Lieutenant Alfred Bäcker

* 1921  †︎ 2012

  • “I was raised in a German family and my father was the director of the Budweis gas works. He became director in 1914 and was director ever since. In 1918, when the authorities in Budweis changed from the old Austrian to the new Czechoslovak ones, our family got into trouble. In order to keep the job as director of the gas works my father had to promise he would give at least one of his children a Czech education. My brother was allowed to keep his German name Wilhelm because my father and grandfather was named Wilhelm as well and all the Bäckers were named Wilhelm. I was given the international name of Alfred – it took a long time for my parents to figure it out. In this way they could postpone the decision whether I'll become a Czech or a German. This decision was made by the time I was seven years old. By then the Czech mayor was made redundant because he was making too many debts. He was replaced by a man from the central government who came to Budweis and looked at the bookkeeping data of my father's gas works. He found out that my father was running the gas works in an extremely efficient way. In fact the conduct of the gas works was one of the most successful of all the public facilities in the whole city. So he gave my father a free hand in respect to the education of his children. Since then I started to go to a German school, not a Czech one and that's how I became a German.”

  • “The difference is that the people were against the Germans and also, I'd add, against the Henlein followers. But I tell you, I give you my word, up until 1938 there wasn't a single thought of dismantling the Republic. We didn't disrupt the Republic even though we might have done it if we wanted. It just didn't happen. There was no German influence on us.”

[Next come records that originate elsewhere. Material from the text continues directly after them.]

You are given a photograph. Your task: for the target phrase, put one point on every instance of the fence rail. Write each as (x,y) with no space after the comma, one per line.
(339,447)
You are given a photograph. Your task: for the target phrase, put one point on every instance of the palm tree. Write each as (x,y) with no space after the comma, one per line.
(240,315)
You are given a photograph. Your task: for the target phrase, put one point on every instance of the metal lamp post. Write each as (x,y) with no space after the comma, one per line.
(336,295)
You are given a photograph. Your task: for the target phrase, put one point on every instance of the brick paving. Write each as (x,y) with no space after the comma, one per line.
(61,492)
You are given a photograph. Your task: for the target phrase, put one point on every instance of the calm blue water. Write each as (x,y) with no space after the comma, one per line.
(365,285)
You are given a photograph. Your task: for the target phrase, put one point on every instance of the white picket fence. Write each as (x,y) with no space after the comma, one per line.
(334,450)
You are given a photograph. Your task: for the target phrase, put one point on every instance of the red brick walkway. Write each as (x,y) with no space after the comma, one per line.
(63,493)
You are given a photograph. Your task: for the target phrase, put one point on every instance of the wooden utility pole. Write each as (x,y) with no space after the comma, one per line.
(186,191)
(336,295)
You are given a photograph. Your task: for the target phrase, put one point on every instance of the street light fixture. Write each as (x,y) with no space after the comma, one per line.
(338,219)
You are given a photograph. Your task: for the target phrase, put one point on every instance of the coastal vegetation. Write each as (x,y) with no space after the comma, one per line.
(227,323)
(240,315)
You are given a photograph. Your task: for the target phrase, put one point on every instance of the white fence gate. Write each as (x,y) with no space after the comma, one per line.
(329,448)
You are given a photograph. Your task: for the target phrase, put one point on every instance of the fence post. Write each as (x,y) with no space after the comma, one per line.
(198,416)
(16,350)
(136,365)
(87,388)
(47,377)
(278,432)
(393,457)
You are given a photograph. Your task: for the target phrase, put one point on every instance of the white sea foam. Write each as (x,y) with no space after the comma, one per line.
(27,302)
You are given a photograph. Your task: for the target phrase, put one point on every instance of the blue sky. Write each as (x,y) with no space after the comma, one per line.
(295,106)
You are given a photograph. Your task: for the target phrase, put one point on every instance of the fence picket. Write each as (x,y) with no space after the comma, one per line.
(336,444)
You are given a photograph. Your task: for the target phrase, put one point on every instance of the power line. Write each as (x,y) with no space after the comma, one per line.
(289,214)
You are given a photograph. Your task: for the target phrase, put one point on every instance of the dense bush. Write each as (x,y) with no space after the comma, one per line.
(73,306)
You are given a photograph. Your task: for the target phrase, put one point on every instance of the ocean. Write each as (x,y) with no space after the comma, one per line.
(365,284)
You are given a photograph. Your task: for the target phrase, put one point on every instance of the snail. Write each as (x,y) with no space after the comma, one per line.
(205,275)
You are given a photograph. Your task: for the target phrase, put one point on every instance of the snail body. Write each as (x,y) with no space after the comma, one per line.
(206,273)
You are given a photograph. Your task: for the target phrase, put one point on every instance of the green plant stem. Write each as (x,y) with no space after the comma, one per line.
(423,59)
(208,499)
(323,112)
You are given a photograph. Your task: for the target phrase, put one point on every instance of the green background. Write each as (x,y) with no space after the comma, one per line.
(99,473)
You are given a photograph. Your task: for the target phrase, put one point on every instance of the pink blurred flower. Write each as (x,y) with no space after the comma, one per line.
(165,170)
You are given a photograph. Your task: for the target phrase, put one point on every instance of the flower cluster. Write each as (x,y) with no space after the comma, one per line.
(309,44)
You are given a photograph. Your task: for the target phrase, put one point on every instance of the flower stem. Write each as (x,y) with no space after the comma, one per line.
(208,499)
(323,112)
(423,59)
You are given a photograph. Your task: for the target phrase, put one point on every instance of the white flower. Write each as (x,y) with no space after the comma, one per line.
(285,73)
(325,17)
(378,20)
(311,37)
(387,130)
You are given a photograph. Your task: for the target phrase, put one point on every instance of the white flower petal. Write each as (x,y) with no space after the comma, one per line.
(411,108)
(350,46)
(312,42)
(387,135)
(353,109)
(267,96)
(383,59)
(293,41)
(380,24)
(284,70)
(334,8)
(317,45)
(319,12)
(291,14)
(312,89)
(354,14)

  • “We were two years without a holiday and one and a half year up there in the north (in Finland). A friend came to our unit and told me that they had a Bäcker in their unit too. Once I came to this unit, it was a battery but I don't remember anymore, if it was the third or the fifth battery, and I asked whether they had a Bäcker serving with their unit. They had one Bäcker and it was my brother! Four thousand kilometers away from home did we meet on the front! It was shortly before Christmas 1941 so we celebrated that Christmas together. It was the best thing that happened to me. Then we decided to go home as soon as the opportunity would arise. The opportunity came on Christmas 1942. So we boarded a ship together and went from O’Lovernbroku to Danzig. From Danzig we then went on a train to Dresden and from there to Budweis. So the whole family could celebrate Christmas 1942 together. After Christmas we returned together to Finland but I got sick suffering from some kind of lung disease so I was transferred to Germany via Sweden for recovery while my brother stayed on the front. I spend about half a year recovering from my disease.”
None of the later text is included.